Nell’ultimo punto si parla di riduzione dei costi della politica con 200 parlamentari in meno, un tetto alle indennità dei consiglieri regionali e via dicendo. Ma c’è chi contesta che questo si poteva fare senza creare un Senato non eletto e con tutti i problemi che abbiamo elencato…
Innanzitutto la questione dei limiti all’indennità dei consiglieri regionali non necessitava di una riforma costituzionale. Si poteva benissimo mettere in una legge ordinaria. E’ in realtà un modo per gettare polvere negli occhi.

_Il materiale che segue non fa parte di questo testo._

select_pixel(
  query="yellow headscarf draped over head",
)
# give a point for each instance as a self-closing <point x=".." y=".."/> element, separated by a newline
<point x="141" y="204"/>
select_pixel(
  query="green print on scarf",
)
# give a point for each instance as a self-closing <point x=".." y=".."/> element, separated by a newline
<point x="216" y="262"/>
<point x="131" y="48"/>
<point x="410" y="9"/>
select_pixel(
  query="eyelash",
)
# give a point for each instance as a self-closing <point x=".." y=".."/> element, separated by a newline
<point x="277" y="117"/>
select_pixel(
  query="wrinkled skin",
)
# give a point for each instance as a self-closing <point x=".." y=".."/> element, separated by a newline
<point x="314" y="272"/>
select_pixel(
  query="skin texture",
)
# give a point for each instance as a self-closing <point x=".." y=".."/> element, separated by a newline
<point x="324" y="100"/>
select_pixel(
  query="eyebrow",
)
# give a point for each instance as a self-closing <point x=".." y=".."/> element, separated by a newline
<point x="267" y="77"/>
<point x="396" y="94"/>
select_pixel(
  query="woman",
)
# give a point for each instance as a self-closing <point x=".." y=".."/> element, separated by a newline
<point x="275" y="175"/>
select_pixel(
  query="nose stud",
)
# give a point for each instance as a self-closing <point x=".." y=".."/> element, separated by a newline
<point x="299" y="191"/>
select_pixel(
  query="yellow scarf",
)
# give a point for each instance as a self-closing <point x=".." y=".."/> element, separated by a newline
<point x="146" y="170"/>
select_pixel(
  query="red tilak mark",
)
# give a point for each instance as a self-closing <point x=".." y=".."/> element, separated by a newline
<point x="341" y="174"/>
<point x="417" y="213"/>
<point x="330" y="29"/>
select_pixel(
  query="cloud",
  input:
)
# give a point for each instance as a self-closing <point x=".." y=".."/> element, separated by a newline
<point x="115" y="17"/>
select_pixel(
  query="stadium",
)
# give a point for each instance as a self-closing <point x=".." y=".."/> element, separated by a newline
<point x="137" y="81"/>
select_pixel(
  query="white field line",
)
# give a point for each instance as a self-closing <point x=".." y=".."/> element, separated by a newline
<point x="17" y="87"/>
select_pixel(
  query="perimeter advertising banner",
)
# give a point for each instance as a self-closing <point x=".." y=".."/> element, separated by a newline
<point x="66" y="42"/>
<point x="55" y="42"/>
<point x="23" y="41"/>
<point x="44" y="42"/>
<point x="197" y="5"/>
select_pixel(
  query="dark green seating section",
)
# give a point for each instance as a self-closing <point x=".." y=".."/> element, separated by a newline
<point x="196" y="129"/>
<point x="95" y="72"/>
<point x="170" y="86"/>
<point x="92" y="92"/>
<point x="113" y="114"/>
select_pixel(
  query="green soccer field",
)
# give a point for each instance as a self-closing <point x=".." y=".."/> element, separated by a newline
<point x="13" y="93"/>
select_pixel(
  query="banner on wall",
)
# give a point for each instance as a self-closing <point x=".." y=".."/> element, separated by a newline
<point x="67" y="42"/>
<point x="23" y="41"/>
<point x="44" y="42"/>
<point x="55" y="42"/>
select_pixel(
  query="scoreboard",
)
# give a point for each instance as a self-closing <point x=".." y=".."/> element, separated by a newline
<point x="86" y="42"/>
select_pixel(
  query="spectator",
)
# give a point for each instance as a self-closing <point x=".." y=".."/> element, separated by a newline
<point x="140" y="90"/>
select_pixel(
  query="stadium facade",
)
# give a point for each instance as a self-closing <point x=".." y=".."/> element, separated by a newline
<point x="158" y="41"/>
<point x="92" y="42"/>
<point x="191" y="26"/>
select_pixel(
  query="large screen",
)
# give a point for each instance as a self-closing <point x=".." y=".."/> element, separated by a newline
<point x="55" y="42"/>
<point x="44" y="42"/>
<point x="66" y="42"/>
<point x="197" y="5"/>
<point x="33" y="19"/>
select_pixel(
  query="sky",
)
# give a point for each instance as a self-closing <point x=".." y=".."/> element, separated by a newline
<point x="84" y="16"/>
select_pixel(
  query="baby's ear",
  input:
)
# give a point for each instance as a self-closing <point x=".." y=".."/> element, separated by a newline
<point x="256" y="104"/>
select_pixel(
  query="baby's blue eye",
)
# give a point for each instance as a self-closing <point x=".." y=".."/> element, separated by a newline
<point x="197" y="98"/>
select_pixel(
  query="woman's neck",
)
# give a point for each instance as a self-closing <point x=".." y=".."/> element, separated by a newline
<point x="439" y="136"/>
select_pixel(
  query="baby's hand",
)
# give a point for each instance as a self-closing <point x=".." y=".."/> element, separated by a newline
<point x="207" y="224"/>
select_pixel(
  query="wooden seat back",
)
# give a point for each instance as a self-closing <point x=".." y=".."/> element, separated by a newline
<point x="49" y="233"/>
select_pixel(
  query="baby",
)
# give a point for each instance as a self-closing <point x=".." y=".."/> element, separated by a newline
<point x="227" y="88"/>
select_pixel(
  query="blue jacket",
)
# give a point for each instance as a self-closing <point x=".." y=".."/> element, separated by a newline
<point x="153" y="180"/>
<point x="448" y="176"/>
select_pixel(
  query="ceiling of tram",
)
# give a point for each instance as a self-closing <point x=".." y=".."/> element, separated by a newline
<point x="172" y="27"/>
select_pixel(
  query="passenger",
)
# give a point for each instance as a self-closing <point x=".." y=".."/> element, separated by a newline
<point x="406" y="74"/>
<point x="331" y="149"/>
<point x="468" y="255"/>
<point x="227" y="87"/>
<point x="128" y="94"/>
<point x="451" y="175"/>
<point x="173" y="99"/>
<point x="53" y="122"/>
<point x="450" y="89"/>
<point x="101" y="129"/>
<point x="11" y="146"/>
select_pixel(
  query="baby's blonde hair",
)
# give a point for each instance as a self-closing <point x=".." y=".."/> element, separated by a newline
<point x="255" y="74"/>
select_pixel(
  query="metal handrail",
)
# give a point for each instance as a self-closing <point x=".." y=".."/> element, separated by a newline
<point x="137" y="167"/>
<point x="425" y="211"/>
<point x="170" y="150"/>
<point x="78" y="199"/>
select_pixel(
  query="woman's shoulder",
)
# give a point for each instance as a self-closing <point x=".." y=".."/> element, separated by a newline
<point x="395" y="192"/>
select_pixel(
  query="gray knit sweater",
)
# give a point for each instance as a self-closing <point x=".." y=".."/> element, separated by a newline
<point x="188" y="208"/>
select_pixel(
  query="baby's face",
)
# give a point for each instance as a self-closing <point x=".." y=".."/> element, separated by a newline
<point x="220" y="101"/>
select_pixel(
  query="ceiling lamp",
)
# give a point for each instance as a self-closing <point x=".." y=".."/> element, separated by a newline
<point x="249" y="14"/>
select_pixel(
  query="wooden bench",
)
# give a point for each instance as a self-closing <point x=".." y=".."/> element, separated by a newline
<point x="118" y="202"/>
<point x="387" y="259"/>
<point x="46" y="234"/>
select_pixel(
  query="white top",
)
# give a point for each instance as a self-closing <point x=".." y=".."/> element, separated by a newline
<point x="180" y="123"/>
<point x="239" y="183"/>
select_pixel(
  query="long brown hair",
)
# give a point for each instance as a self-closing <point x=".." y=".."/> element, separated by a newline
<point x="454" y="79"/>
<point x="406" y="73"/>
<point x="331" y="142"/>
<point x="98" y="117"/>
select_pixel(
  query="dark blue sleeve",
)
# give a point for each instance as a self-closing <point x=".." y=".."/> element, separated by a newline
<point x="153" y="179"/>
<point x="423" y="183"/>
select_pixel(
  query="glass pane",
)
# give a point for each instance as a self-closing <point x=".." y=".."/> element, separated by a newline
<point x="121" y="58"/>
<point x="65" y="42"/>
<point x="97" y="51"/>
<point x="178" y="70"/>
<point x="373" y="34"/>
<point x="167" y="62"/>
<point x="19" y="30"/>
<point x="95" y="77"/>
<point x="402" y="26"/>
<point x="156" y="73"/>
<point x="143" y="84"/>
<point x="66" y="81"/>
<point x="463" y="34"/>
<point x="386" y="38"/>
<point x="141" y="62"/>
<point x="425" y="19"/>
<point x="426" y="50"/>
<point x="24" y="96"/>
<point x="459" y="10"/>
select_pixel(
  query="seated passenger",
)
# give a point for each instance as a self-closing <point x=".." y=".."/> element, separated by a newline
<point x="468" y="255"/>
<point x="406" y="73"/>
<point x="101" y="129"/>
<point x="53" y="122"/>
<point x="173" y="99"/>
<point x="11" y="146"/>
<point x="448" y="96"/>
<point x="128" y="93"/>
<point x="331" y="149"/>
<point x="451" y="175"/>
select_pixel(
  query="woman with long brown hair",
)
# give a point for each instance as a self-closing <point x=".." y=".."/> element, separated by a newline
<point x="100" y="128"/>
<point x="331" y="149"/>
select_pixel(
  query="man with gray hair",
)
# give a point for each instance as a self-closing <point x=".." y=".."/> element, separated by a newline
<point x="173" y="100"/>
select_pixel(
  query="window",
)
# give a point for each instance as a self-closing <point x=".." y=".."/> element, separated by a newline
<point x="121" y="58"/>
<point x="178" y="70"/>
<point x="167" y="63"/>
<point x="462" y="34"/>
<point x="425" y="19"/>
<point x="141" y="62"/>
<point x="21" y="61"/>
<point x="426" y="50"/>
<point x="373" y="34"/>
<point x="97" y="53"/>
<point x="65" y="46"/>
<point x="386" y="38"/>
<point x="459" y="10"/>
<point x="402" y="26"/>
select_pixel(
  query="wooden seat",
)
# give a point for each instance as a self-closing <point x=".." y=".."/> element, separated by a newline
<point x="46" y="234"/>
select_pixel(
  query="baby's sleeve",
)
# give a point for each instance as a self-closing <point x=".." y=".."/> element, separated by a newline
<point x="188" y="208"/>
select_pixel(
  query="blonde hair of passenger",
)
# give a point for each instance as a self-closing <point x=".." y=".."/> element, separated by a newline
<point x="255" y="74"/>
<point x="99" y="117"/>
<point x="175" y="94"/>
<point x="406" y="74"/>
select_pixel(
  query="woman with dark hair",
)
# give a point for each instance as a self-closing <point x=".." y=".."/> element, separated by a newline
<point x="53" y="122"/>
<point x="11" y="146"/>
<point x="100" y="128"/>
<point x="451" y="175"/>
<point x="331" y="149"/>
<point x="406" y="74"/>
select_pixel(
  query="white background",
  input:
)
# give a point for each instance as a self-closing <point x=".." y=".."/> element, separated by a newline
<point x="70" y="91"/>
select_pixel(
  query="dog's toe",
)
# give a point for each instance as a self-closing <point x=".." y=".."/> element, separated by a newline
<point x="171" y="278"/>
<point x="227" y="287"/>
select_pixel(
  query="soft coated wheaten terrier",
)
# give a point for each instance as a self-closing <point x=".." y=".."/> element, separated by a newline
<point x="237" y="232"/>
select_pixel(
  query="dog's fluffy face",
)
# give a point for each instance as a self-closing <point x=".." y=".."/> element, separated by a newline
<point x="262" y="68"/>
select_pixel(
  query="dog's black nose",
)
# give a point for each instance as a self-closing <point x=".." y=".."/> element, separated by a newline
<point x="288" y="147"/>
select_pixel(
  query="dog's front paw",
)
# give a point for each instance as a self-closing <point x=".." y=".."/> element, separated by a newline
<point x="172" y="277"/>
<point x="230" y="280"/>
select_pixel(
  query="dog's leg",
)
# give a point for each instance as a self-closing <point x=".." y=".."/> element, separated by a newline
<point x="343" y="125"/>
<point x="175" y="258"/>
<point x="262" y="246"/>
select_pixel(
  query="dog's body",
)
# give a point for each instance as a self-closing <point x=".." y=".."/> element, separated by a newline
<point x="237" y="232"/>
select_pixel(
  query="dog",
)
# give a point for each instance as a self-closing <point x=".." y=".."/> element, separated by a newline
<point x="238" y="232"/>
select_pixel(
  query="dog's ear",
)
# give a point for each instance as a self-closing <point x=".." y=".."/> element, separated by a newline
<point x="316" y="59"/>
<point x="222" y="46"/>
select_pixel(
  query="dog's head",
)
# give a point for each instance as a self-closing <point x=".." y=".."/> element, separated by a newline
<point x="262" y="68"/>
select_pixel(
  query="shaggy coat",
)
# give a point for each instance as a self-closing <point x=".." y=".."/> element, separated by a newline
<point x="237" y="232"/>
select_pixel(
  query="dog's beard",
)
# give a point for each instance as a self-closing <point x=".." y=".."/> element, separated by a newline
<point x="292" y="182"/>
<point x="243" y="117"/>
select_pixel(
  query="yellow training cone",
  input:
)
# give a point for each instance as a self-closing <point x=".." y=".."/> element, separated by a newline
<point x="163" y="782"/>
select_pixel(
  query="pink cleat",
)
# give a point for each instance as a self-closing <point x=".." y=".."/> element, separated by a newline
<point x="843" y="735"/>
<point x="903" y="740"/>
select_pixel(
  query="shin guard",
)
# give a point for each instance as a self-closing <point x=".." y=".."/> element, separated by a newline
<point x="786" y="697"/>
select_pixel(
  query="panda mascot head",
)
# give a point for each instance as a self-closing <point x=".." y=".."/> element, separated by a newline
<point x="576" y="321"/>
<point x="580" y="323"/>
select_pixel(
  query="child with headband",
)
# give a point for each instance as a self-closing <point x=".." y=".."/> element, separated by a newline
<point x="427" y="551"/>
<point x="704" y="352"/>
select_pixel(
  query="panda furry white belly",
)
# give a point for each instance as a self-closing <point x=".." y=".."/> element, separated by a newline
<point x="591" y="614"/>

Loro sostengono anche che “il testo non sarebbe, né potrebbe essere altrimenti, privo di difetti e discrasie ma non ci sono scelte gravemente sbagliate”. Per esempio rispetto al tipo di governo l’Italia resterebbe comunque una repubblica parlamentare. Dunque dicono sì, non è perfetta però non rappresenterebbe questa minaccia che tanti sostengono…
Il problema è che questo testo, se non esistesse la legge elettorale denominata italicum, sarebbe semplicemente una pessima riforma che sostituisce un bicameralismo paritario con un bicameralismo confuso e inconcludente. E realizza poi come unico risultato una ricentralizzazione dei poteri nelle mani dello Stato sottaendoli alle Regioni. Gli effetti dunque sarebbero limitati ma in realtà la vera riforma è quella elettorale. La revisione formale della Costituzione tende ad adeguare il funzionamento delle istituzioni alla riforma elettorale appunto.

Ovvero?

Se si sceglie un sistema elettorale che distorce fortemente la volontà degli elettori non si possono avere due camere elettive. Perché in una camera ci può essere una maggioranza e in un’altra ce ne può essere una diversa. Questa ipotesi avrebbe garantito l’ingovernabilità più assoluta. Mi pare comunque che nel documento dei 180 alla fine loro lo ammettono. Perché dicono al punto uno che il rapporto fiduciario rimane in capo alla sola Camera dei deputati risolvendo così i problemi derivanti da sistemi elettorali diversi. Loro riconoscono per l’appunto che con diversi sistemi non potrebbe funzionare questa riforma. Non potrebbe funzionare più il bicameralismo. Quindi il problema è che andava eliminato un ramo del Parlamento (il Senato) perché altrimenti non avrebbe funzionato quel modello di democrazia dell’investitura che poi rappresenta la causa e l’origine di questa riforma. L’oggetto della riforma costituzionale è quello di adeguare le istituzioni a questo modello di democrazia dell’investitura. Ma il modello di democrazia previsto dai costituenti era diverso, fondato sulla centralità del Parlamento e sulla partecipazione dei cittadini; non risolveva la democrazia nell’investitura del capo. Dunque è stato necessario eliminare un ramo del Parlamento mentre l’altro ramo viene sottoposto allo schiaffo del capo politico, il quale praticamente controlla la maggioranza e determina lui stesso l’elezione della “sua” maggioranza. Dunque abbiamo di fronte una fusione tra potere legislativo e potere esecutivo che per legge deve essere concentrato tutto nelle mani di un unico partito. Con l’italicum è stato introdotto un sistema che prevede il governo di un’unica forza politica per legge e questo ovviamente comporta la necessità di modificare il quadro dei rapporti tra Camera e Senato.